Louis Savary, Jeter l’encre

 Entre iro­nie et subversion

Le tra­vail poé­tique de Louis Savary, par delà son propre cas, repré­sente  une quête de la place de l’ “écri­vant” dans le monde. Selon sa tech­nique par­ti­cu­lière (l’aphorisme ver­si­fié en ter­cets ou qua­trains), l’auteur pro­pose dans ce nou­vel opus une suite à son art poé­tique. La théo­rie y trouve une forme tou­jours allègre mais de plus en plus pro­fonde : il s’agit de remon­ter à la source des mots et de la vie pour que naisse la poé­sie la plus lim­pide.
L’existence d’un “main­te­nant” s’inscrit ici dans la durée qui le nour­rit. Celui qui se veut “jon­gleur de mots” comme s’il était “dans la peau / d’une lan­ceur de cou­teau / sur une cible humaine” ne nous pro­pose pas de for­mules clin­quantes. Il s’agit de créer une “décla­ra­tion des Doigts de l’homme” pour celui qui cherche dans les mots la matière de s’approcher de l’être dont aucune vérité n’est pre­mière ou promise.

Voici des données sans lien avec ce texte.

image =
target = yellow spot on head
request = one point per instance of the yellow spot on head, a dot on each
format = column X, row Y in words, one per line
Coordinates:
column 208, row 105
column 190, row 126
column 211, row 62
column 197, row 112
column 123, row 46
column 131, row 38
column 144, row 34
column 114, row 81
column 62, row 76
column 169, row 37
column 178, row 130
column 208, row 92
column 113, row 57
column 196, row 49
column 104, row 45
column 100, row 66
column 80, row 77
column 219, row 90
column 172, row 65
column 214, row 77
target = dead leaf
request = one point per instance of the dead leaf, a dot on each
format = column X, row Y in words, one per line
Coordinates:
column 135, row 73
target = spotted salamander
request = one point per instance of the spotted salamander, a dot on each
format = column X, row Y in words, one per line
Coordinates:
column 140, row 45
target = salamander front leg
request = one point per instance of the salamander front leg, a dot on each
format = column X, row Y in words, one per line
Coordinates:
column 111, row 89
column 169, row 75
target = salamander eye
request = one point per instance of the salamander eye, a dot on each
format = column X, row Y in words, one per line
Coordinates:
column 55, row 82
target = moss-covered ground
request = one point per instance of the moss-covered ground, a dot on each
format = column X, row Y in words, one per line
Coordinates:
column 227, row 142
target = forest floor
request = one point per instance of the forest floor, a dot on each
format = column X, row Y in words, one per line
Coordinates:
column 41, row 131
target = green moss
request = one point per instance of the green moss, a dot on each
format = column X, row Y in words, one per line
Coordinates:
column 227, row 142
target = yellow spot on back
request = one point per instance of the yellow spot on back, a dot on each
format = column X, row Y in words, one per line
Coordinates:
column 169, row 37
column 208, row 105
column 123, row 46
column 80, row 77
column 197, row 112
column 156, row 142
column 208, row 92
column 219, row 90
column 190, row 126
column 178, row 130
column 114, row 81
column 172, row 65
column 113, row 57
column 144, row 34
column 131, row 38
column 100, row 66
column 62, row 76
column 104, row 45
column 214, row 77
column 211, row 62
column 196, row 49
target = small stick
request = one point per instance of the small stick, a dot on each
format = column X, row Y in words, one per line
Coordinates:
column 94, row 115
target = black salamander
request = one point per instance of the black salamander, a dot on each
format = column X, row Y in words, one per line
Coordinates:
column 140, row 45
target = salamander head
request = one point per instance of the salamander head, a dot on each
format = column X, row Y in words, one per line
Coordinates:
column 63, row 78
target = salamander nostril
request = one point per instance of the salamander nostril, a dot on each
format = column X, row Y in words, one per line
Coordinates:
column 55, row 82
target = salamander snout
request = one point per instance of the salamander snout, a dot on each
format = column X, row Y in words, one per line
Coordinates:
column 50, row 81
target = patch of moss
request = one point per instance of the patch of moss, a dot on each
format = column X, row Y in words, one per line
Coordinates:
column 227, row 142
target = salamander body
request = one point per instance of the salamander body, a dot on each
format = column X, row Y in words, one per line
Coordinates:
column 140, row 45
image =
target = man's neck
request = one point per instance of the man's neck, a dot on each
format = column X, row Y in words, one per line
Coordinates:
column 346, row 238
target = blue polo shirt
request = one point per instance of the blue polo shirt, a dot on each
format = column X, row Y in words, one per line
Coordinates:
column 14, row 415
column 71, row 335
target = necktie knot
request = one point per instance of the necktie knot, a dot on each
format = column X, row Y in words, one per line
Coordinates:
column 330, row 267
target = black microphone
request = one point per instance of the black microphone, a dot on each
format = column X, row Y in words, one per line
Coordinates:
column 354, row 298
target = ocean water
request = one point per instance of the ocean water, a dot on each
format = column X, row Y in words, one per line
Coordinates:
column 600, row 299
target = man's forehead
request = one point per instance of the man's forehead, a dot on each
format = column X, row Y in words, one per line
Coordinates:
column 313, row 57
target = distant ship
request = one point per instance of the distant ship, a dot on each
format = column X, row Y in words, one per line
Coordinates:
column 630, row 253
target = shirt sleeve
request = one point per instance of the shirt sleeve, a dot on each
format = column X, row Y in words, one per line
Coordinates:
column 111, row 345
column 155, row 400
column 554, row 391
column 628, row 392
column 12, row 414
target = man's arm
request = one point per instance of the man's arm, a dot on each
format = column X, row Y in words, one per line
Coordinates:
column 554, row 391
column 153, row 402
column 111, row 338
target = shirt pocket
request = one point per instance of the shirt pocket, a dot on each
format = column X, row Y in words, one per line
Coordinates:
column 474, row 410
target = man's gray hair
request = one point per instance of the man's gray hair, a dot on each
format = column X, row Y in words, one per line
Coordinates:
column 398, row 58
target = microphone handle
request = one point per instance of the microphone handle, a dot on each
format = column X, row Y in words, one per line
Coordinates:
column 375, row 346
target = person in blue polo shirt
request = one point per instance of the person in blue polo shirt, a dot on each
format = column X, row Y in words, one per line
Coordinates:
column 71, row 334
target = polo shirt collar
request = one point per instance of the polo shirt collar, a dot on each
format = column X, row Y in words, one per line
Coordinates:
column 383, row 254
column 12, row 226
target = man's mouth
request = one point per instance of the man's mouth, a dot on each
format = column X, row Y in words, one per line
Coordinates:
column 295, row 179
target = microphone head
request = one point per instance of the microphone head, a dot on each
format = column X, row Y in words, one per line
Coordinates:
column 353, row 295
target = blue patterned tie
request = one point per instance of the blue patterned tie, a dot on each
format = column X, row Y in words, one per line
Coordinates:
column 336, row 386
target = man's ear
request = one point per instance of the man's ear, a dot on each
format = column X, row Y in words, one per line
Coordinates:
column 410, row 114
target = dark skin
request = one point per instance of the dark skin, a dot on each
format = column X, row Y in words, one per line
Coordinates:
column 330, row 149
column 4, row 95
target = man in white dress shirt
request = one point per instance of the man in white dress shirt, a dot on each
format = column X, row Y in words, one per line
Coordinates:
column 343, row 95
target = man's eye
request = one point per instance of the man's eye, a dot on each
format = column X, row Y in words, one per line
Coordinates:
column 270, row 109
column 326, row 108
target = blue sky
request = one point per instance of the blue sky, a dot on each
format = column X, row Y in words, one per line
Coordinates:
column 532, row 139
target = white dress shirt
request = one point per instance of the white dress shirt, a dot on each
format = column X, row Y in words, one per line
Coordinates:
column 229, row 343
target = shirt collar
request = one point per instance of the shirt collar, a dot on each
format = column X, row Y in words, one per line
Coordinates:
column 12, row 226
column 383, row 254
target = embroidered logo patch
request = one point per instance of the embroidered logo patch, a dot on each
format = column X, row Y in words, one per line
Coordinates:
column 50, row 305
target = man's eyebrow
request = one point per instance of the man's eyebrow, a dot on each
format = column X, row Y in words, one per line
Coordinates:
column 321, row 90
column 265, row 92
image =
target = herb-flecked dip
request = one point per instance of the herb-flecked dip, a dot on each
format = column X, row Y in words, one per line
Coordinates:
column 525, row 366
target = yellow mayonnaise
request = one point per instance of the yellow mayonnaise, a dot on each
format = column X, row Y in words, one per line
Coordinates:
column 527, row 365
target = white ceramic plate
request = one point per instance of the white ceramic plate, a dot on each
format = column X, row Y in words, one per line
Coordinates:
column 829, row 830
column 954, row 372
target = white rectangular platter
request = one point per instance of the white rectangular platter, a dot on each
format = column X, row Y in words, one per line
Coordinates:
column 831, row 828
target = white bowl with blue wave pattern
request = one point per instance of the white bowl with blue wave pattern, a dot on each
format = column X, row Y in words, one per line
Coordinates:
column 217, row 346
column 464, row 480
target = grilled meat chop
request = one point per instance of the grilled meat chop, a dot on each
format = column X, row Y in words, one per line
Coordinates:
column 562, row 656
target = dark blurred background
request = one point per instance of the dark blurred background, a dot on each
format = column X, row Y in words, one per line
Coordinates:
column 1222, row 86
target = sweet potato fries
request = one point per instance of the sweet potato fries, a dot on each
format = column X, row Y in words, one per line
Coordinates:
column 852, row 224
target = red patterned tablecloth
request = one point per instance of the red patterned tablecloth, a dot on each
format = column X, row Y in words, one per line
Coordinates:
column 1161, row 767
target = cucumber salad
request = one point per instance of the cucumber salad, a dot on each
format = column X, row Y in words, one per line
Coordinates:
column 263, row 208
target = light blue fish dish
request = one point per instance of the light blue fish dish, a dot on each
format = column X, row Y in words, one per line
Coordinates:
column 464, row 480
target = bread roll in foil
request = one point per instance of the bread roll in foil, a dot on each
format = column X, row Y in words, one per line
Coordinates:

Une nou­velle fois, l’auteur s’approche, l’âge venant, de l’essentiel lié à la vie et ce qui en signi­fiera la fin. Retour­nant sur son par­cours, Savary pos­sède une nature d’expressivité et d’accroche qui fonde un double para­doxe : l’œuvre ne fait que pas­ser mais elle essaye de fixer les choses. Entre iro­nie et sub­ver­sion, il s’agit donc de ren­ver­ser la natu­ra­li­sa­tion des codes cultu­rels et des choses que l’on connaît mais dont on se sou­cie mal.
Une telle écri­ture dans son éco­no­mie laisse le moins de doute pos­sible sur ce que l’on fait, ce que l’on écrit soit en nous aban­don­nant à nos pen­chants soit en jouant les autruches en pre­nant du plai­sir à nous trou­ver redou­ta­ble­ment seuls face à ce que nous écrivons.

“Entre fierté sans mobile / et la modes­tie sans outrance”, et avant de lais­ser la place peut-être à de plus malins que lui, Savary n’est jamais dupe de ce qu’il “com­met”. La poé­sie devient une suite de tags. Ils  lui servent de labo­ra­toire dans une constante remise en ques­tion d’un pro­pos qui rend l’œuvre à la fois si insai­sis­sable et si dense der­rière l’humour de plus en plus noir. D’encre — mais pas seulement.

jean-paul gavard-perret

Louis Savary, Jeter l’encre, Les Presses Lit­té­raires édi­tions, Saint Estève, 2019, 102 p. –15,00 e.